Varminterror
Member
- Joined
- Jul 17, 2016
- Messages
- 14,910
no doubt there are still cartridges that sell well due to advertising,
Effective advertising is always a part of a well run marketing campaign. My point is rather that advertising can’t be daft any longer, and cannot make unsubstantiated and even idiotic claims which passed in the past.
Using your example of the “Zombie trend,” market analysis at that time proved folks would buy Zombie genre products (and I’d refute the claim prices were jacked by 30%, as I bought literally tens of thousands of Zmax bullets at equivalent and even discounted prices compared to Vmax’s - often because the Zmax products were marketed and sold in big batches which weren’t as readily available in Vmax’s at the time). It was pretty straight forward - the prepper fad had begun and naturally, ammo and component manufacturers loved the idea of consumers purchasing massive stockpiles, but the image of someone hoarding ammo and water in a hole they dug through the wall of their basement was falling somewhere between mall ninja, tinfoil hat, and killdozer, as the perceived potential of a high volume, sustained civilian engagement where such stockpiles were pertinent was (and is) largely imaginary. Enter The Walking Dead TV series, presenting a context in which holding high inventory volume to repel zombie hoards made considerable sense. How does a suburbanite justify owning tens of thousands of rounds of ammo, a tricked out arsenal of more guns than they could carry and effectively deploy concurrently, and maybe a big grill guard and oversized tires on their pickup they drive 12 miles each morning on paved roads to their office job, and how do they justify range time and training…? Civil devolution into anarchy is an imagined paradigm, so if you’re going to go, go big, and if where you’re going is “crazy,” then go big —> Zombies.

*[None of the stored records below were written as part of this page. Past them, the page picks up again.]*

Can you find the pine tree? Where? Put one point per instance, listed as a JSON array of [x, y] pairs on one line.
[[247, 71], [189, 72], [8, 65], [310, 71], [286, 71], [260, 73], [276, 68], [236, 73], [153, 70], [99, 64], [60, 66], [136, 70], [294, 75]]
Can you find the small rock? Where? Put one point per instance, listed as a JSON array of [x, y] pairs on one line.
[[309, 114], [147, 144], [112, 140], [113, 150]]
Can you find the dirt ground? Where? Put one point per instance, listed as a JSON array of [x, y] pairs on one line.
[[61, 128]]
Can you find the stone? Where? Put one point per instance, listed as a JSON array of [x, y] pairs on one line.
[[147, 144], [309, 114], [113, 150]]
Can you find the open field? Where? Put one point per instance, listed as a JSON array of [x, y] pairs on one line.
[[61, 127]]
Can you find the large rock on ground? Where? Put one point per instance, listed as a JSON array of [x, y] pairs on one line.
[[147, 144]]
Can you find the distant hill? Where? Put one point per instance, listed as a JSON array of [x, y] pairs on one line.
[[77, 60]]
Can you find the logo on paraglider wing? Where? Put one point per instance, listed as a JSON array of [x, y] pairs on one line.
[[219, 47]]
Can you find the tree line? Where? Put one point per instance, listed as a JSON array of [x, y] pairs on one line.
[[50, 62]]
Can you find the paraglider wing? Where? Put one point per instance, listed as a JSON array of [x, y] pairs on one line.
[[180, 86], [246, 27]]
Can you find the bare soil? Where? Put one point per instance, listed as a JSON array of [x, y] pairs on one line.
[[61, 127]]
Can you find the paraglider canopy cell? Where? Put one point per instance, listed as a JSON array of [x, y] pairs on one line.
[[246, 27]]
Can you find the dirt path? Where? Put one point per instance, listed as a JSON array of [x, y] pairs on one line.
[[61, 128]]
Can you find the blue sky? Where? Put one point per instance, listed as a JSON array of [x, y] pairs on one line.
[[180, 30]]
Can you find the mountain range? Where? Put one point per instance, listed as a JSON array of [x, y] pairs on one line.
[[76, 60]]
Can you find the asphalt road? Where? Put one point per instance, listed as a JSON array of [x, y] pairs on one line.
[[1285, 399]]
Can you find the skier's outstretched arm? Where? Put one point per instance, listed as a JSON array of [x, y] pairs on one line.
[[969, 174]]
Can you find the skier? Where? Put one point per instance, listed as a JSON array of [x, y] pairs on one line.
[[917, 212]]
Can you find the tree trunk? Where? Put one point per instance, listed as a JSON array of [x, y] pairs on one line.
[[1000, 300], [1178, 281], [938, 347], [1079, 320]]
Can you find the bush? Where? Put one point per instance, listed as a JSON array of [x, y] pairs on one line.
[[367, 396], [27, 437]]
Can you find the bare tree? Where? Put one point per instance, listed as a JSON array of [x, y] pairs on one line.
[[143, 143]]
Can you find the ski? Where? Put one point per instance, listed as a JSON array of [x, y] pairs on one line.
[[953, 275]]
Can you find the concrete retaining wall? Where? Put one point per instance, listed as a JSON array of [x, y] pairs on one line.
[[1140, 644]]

So market analysis at that time would show 1) customers want it, 2) product development costs are nill, and 3) payback is ONLY dependent upon higher volume sales by offering higher volume products to broader market buyers, with the only costs being advertising overhead. Slam dunk. They didn’t have to sell 2700 bullet boxes to a small market of preppers or small market of competitors, they could sell it to millions of fans of The Walking Dead, who kinda thought maybe it might not be a bad idea to have a bunch of defensive options available at hand, even if they weren’t ready to go full tinfoil hat in their own bunkers quite yet.